Diffusion Model based Data Augmentation for Remote Sensing Imagery

Master Thesis of Hubert Kriebitzsch at the TU Berlin Faculty IV Computer Vision and Remote Sensing Department (GitHub repository)

Abstract

Data augmentation is a crucial challenge in deep learning and especially in remote sensing where data is often more difficult and costly to acquire especially when collecting data of rare events such as natural disasters. Many solutions have been proposed to this problem and data augmentation using synthetic data, mainly generated using Generative Adversarial Networks, is one of the most recent and efficient approaches to counter the effects of class imbalance.

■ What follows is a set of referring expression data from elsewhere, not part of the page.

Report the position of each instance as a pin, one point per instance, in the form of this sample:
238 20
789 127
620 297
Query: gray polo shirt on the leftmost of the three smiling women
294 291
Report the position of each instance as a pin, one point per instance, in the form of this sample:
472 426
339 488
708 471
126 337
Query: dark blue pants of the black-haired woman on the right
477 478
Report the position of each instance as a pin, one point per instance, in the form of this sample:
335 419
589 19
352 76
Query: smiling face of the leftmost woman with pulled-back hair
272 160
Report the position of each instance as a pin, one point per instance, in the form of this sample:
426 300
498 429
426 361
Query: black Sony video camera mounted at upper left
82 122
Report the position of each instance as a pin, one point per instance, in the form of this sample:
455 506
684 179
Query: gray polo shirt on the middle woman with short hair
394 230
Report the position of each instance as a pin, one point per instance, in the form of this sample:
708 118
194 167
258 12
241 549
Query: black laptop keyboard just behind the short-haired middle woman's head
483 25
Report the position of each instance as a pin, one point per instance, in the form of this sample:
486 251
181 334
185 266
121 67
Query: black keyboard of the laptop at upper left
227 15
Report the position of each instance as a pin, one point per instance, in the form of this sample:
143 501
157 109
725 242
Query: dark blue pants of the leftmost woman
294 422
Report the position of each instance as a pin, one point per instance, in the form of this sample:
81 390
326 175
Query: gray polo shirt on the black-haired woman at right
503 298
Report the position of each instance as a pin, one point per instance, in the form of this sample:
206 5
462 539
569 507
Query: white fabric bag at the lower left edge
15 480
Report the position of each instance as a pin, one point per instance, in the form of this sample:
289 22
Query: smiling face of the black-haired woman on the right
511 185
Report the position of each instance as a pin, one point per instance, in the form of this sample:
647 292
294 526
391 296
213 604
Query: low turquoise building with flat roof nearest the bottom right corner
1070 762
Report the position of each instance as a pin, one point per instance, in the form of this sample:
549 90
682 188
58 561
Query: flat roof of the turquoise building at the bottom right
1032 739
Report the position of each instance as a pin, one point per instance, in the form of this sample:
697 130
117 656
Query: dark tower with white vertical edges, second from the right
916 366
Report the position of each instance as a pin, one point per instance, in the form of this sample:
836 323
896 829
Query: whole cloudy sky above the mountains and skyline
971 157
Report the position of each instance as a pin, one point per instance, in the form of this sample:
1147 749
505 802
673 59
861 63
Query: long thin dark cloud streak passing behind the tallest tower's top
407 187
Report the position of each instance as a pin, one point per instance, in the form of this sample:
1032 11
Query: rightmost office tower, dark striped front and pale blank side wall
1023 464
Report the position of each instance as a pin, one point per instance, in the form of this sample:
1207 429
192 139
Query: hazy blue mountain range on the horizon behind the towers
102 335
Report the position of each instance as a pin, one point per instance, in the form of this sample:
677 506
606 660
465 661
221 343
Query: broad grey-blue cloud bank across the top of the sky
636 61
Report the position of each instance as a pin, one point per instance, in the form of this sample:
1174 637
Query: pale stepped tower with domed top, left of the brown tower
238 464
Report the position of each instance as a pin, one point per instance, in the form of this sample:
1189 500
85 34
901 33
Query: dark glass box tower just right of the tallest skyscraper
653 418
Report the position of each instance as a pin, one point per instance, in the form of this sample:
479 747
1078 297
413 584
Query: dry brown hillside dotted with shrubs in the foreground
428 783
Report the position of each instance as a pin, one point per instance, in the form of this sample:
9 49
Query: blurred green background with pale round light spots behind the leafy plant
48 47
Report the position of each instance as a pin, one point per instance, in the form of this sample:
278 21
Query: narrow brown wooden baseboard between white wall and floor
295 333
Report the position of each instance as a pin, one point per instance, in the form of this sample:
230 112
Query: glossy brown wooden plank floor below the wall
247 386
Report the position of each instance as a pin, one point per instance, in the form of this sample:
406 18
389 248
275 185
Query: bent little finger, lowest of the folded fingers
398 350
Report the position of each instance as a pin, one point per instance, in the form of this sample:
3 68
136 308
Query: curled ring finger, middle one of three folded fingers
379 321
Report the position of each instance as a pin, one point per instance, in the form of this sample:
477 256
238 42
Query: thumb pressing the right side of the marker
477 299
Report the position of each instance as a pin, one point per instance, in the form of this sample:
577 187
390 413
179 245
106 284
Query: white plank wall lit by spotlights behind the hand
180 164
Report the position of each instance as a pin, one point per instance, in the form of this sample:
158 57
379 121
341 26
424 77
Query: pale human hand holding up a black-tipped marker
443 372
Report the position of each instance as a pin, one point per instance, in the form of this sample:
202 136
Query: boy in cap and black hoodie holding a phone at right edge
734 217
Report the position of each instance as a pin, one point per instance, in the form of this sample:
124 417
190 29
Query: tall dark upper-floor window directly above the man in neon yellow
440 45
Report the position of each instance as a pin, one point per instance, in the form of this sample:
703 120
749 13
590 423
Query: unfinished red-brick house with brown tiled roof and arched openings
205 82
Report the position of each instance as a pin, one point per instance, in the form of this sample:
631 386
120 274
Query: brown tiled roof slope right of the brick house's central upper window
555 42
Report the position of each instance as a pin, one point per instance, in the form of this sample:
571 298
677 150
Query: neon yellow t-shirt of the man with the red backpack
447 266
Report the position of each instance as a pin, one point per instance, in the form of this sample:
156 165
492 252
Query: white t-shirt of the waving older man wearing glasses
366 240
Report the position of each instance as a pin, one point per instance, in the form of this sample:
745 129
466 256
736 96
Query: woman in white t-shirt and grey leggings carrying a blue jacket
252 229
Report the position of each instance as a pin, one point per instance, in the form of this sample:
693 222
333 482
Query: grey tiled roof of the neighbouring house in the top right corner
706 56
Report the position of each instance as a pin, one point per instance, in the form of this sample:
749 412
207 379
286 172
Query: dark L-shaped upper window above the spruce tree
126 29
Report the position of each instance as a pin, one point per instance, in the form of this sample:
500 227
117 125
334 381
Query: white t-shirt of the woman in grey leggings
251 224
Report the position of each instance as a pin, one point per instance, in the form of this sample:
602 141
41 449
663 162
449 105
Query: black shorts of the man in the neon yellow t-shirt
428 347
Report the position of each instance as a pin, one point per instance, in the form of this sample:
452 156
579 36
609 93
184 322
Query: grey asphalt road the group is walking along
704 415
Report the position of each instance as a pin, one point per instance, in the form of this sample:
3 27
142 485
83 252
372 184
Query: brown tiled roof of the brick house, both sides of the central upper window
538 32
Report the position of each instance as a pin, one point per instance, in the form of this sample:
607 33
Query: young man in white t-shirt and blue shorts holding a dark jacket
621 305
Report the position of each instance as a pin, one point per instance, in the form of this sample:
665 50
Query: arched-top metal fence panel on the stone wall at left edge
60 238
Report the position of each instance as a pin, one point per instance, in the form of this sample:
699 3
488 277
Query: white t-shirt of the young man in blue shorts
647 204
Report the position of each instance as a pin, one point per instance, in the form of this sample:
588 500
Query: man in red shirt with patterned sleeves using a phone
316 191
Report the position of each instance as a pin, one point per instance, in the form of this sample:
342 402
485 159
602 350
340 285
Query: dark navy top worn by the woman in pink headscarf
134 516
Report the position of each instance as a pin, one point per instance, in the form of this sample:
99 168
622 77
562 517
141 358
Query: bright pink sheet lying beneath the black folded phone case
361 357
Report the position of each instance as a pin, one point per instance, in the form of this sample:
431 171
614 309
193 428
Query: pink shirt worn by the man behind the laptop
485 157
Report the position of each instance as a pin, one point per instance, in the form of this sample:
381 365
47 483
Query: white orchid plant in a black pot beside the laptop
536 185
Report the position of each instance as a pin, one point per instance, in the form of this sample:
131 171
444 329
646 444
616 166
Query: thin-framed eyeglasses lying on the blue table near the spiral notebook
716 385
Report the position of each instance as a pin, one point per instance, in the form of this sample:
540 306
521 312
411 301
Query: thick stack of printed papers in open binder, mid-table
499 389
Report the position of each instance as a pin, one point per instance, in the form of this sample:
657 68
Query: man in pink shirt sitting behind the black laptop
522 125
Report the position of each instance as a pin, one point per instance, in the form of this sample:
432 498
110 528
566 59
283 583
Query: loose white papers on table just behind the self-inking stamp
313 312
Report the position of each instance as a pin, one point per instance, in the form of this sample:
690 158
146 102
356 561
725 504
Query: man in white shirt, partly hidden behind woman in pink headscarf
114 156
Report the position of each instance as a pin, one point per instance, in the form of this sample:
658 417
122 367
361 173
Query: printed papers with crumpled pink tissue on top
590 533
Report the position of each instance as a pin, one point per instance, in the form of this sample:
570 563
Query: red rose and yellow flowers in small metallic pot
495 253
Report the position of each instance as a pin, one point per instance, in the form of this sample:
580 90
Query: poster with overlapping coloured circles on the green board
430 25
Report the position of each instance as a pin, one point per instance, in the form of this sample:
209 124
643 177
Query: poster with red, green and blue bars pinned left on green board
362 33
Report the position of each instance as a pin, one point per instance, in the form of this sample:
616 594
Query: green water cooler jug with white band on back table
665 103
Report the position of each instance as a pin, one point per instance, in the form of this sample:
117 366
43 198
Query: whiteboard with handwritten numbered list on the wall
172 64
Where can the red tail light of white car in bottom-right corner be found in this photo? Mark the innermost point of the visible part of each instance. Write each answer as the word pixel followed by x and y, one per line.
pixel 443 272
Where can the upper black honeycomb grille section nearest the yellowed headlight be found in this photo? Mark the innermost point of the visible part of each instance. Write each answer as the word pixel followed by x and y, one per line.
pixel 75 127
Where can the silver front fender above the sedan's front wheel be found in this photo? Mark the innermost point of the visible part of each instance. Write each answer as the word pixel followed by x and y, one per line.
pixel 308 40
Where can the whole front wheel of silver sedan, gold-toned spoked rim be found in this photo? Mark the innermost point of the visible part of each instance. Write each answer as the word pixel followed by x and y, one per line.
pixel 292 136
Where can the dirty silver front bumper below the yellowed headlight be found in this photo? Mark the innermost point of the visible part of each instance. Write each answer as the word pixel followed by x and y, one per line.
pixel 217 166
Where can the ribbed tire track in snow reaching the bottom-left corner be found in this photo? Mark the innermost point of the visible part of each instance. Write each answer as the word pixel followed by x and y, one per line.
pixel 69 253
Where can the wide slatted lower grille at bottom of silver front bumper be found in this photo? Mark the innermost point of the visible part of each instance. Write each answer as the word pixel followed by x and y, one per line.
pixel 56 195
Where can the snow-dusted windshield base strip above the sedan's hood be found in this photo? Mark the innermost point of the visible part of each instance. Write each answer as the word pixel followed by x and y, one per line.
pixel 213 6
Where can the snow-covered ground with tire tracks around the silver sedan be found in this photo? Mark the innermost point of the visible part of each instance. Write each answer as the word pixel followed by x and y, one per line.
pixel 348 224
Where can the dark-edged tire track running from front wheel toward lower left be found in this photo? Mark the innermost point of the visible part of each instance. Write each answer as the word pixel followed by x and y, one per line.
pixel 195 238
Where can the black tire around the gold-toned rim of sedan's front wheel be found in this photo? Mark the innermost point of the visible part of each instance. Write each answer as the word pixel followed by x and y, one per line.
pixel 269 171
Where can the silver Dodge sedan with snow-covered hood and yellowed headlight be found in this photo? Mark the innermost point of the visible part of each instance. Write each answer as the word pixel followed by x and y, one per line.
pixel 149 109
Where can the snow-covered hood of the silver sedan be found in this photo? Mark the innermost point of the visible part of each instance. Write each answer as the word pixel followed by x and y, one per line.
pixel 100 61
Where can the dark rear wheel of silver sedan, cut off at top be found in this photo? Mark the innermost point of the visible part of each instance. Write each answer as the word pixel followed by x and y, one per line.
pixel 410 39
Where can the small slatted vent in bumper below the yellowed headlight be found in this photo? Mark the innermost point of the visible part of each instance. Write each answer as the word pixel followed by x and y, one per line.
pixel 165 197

In this thesis, we further study data augmentation with synthetic data using state-of-the-art generative models. We use diffusion models to generate new remote sensing images for data augmentation purposes. To generate high-fidelity satellite images of active fire, we finetune the foundation model Stable Diffusion using Dreambooth and existing wildfire images. We apply it to the task of active fire detection by inpainting synthetic wildfires into existing satellite images. This allows us to augment semantic segmentation datasets and not only image classification datasets. We conduct a series of experiments to measure the efficiency of the methods proposed and compare different pretrained and finetuned diffusion models as well as different inpainting masks. We evaluate this approach on a small manually annotated active fire detection dataset and achieve an improvement of the dice coefficient from 58.5% up to 72.7%. This work provides new insights on remote sensing data generation with diffusion models, as well as the efficiency of data augmentation using synthetic data generated with them. It presents a novel way to generate semantic segmentation data in remote sensing.

Example of active fire inpainting

Remote Sensing Active Fire Inpainting (RSAFI) 1.5

Stable Diffusion Inpainting v1.5 model finetuned using Dreambooth. The U-Net and the text encoder have been finetuned using a dataset of active fire satellite images.